See Configuration and Feature Assignment for details about feature assignment strategies and how to select which to use.

Advantages of fastq2EZbakR

fastq2EZbakR provides a number of unique functionalites not found in other established NR-seq data processing tools. These include:

  1. Flexible assignment of reads to genomic features.
  2. Quantification of any mutation type you are interested in. T-to-C mutation counting is the most common NR-seq application, but any combination of mutation types are fair game.
  3. A tidy, easy to work with representation of your mutational data in the form of the aforementioned cB file.
  4. Optional site-specific mutation counting (as was used here for example). Has allowed fastq2EZbakR to support processing of non-NR-seq mutational probing RNA-seq datasets.
  5. Optional automatic downloading and processing of published data available on the Sequence Read Archive (SRA).

The pipeline

Below is a simplfied schematic of the major steps performed by the fastq2EZbakR.

pipeline

It can take either FASTQ files or BAM files as input.
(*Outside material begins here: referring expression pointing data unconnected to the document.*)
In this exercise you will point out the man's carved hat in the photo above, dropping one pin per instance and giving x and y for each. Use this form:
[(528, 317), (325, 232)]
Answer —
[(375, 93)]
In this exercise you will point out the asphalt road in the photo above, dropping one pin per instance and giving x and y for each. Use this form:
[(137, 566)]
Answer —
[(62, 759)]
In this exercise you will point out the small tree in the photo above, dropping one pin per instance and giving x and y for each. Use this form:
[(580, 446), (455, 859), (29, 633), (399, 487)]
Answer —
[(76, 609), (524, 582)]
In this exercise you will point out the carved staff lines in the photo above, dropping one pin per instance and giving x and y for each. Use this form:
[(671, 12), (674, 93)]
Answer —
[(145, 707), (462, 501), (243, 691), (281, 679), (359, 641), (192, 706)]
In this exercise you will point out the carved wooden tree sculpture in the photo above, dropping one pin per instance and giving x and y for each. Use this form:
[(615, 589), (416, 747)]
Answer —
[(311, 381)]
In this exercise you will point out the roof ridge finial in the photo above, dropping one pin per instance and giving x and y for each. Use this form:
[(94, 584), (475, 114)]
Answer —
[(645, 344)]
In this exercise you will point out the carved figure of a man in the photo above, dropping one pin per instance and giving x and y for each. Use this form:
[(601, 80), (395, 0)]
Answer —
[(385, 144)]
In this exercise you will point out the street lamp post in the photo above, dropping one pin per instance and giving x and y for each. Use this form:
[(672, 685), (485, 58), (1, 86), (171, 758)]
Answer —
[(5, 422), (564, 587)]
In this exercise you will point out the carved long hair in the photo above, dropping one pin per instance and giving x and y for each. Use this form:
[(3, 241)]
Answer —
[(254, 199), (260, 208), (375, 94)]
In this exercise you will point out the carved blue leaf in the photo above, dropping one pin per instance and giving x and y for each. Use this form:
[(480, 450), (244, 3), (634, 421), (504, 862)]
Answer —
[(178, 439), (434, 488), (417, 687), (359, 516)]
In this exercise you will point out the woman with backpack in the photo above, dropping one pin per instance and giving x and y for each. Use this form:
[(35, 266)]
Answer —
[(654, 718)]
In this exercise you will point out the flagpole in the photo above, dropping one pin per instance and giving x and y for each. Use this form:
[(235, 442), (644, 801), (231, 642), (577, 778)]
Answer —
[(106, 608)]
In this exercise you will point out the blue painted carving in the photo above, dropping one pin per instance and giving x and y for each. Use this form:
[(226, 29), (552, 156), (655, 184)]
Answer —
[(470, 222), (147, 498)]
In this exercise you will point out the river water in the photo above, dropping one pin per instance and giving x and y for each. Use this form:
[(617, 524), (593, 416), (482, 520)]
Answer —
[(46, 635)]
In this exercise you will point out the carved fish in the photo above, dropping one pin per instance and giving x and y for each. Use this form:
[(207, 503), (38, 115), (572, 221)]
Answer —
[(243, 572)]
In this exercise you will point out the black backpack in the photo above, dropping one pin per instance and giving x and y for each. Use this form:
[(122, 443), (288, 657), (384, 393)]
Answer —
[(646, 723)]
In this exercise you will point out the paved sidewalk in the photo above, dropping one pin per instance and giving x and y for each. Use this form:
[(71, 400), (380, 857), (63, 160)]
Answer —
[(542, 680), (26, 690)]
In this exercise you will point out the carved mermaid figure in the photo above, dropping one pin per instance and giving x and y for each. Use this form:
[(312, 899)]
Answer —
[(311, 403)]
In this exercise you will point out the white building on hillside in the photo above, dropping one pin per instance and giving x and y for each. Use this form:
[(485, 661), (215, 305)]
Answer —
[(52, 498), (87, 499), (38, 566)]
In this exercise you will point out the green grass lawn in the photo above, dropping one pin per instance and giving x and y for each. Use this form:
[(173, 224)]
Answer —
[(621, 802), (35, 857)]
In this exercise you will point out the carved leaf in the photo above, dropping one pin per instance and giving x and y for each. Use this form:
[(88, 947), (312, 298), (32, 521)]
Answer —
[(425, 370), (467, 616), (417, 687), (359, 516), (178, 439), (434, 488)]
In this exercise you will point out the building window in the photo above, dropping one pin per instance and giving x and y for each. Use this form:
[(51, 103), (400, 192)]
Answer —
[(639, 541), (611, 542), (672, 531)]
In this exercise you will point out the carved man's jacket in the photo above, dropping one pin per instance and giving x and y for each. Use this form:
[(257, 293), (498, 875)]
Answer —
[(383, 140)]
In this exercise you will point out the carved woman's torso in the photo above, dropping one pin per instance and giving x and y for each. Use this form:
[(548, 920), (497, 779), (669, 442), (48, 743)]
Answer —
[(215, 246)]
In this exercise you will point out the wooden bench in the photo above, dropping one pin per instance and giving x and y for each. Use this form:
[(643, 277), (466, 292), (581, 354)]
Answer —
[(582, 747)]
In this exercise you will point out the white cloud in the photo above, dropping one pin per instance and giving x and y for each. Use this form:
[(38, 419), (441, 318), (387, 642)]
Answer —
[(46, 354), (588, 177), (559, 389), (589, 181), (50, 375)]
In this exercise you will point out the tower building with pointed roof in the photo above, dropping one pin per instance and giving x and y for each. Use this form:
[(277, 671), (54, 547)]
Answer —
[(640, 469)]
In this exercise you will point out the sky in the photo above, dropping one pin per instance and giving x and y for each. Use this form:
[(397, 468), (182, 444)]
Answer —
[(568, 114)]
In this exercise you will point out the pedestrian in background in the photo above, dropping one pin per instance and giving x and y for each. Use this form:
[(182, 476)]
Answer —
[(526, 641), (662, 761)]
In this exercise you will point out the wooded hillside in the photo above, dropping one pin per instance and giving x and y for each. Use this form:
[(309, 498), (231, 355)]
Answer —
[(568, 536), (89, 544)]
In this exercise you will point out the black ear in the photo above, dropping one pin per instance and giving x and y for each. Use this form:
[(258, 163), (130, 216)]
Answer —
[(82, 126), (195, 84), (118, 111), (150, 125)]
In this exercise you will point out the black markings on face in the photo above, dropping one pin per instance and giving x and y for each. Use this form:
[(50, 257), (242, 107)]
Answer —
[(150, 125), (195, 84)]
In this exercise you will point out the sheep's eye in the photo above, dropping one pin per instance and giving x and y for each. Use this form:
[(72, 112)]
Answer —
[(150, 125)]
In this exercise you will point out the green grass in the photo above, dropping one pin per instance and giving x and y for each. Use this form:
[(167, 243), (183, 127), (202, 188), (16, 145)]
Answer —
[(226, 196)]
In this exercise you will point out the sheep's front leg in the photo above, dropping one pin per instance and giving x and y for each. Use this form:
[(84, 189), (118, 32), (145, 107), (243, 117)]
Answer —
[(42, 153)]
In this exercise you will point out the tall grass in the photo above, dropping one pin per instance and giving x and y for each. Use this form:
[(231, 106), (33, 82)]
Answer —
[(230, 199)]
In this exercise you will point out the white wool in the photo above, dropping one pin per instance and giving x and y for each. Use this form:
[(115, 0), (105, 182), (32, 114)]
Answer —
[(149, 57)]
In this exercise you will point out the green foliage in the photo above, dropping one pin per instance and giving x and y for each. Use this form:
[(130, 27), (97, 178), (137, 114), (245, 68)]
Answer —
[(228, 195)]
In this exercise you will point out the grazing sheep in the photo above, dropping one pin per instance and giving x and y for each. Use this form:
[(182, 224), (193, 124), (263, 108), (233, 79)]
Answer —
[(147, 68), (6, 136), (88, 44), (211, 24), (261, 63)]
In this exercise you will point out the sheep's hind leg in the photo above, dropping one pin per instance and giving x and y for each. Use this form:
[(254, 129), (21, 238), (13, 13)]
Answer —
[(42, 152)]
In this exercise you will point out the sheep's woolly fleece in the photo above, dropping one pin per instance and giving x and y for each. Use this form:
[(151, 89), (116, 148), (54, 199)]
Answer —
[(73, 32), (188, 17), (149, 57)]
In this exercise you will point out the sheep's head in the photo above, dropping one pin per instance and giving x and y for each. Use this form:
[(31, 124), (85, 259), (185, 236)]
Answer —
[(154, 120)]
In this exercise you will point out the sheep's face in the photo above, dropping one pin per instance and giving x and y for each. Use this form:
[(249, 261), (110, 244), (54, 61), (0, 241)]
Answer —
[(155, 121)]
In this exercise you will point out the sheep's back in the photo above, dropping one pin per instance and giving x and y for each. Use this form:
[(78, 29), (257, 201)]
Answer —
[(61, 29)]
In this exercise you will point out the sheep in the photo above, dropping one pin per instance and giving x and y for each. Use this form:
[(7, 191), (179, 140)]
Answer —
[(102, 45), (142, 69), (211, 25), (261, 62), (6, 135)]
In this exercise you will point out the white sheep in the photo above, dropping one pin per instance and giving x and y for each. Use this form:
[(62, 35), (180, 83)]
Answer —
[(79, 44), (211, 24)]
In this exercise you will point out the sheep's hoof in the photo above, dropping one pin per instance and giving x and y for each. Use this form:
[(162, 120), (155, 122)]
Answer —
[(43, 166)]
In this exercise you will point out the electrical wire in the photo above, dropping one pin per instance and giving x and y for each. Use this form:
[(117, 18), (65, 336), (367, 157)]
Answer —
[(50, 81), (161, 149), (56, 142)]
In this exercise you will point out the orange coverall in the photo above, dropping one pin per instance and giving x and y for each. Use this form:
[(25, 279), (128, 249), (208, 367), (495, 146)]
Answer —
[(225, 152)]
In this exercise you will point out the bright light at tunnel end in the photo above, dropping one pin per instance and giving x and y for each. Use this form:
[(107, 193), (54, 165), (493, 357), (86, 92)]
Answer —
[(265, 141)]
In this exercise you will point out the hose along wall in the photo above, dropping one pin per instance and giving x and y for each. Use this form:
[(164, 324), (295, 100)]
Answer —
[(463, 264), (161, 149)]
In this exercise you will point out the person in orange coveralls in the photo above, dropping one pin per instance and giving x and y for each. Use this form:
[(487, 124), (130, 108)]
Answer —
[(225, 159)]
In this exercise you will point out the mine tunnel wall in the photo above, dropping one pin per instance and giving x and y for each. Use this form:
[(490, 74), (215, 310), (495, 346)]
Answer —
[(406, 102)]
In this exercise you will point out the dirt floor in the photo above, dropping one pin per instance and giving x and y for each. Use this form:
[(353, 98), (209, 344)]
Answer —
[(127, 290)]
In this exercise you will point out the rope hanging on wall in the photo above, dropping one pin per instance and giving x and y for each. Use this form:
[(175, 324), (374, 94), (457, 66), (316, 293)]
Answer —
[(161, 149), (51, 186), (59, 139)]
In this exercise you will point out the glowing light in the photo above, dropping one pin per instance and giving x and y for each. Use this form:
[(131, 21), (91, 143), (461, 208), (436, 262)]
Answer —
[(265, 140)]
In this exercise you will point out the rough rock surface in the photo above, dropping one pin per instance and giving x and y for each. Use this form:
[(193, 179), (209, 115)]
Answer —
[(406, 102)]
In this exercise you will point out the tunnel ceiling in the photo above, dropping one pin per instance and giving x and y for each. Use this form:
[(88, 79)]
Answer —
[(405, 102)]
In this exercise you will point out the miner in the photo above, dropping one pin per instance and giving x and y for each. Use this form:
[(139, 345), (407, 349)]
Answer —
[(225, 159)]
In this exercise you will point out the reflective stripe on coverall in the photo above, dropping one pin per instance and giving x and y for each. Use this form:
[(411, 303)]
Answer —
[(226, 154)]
If FASTQ files are provided, the following steps are run:

  1. fastQC is run on each FASTQ file to generate QC reports.
  2. Adapters are trimmed with fastp. This can be turned off (e.g., if you already did this before running fastq2EZbakR) by setting the skip_trimming parameter in your config.yaml file to True. If you have paired end data, adapters can be automatically detected. If not, or if you don't want to rely on automatic detection, you can specify adapters in the fastp_adapters parameter of the config.yaml file.
  3. An alignment index is built (if the path specified in the indices parameter of the config doesn't already exist) using your provided genome FASTA file and annotation GTF file.
  4. Reads are aligned with your choice of aligner (currently STAR and HISAT2 are implemented, but currently only the use of STAR supports all possible feature assignment strategies. Specify your choice in the aligner parameter of the config.yaml file).

The following steps will run in either the FASTQ or BAM file input cases:

  1. BAM files are filtered and sorted by read name. The former removes unaligned reads and non-primary alignments. The latter is important for parallelization of mutation counting, and is required by the feature assignment scripts.
  2. If you have -label control samples (e.g., -s4U control samples in a standard NR-seq experiment), these can be used to call SNPs. These will be used to avoid false positive mutation counts.
  3. Reads are assigned to feature, either using featureCounts or custom scripting. See Feature Assignment for details of what feature assignment strategies exist. You can choose which ones to implement in a particular pipeline run under the features parameter in the config.yaml file.
  4. Mutations are counted with some custom scripting. All mutation types are tallied in the intermediate files created in the results/counts directory created by running fastq2EZbakR. You can specify which to include in the final processed cB file in the mut_tracks parameter in your config.yaml file.
  5. Feature assignment and mutation counts are merged.
  6. Colored sequencing tracks are created with STAR and IGVtools.
  7. The final cB file is created.

fastq2EZbakR's (brief) origin story

fastq2EZbakR is a rewrite of the original TimeLapse-seq pipeline developed by the Simon lab at Yale. The contributors to the original pipeline were Matthew Simon, Jeremy Schofield, Martin Machyna, Lea Kiefer, and Joshua Zimmer. A lot has changed since the initial creation of the pipeline, and fastq2EZbakR (developed by Isaac Vock) has a load of novel functionality. It is also an extension/rewrite of bam2bakR (also developed by Isaac), doing pretty much everything it does and then some.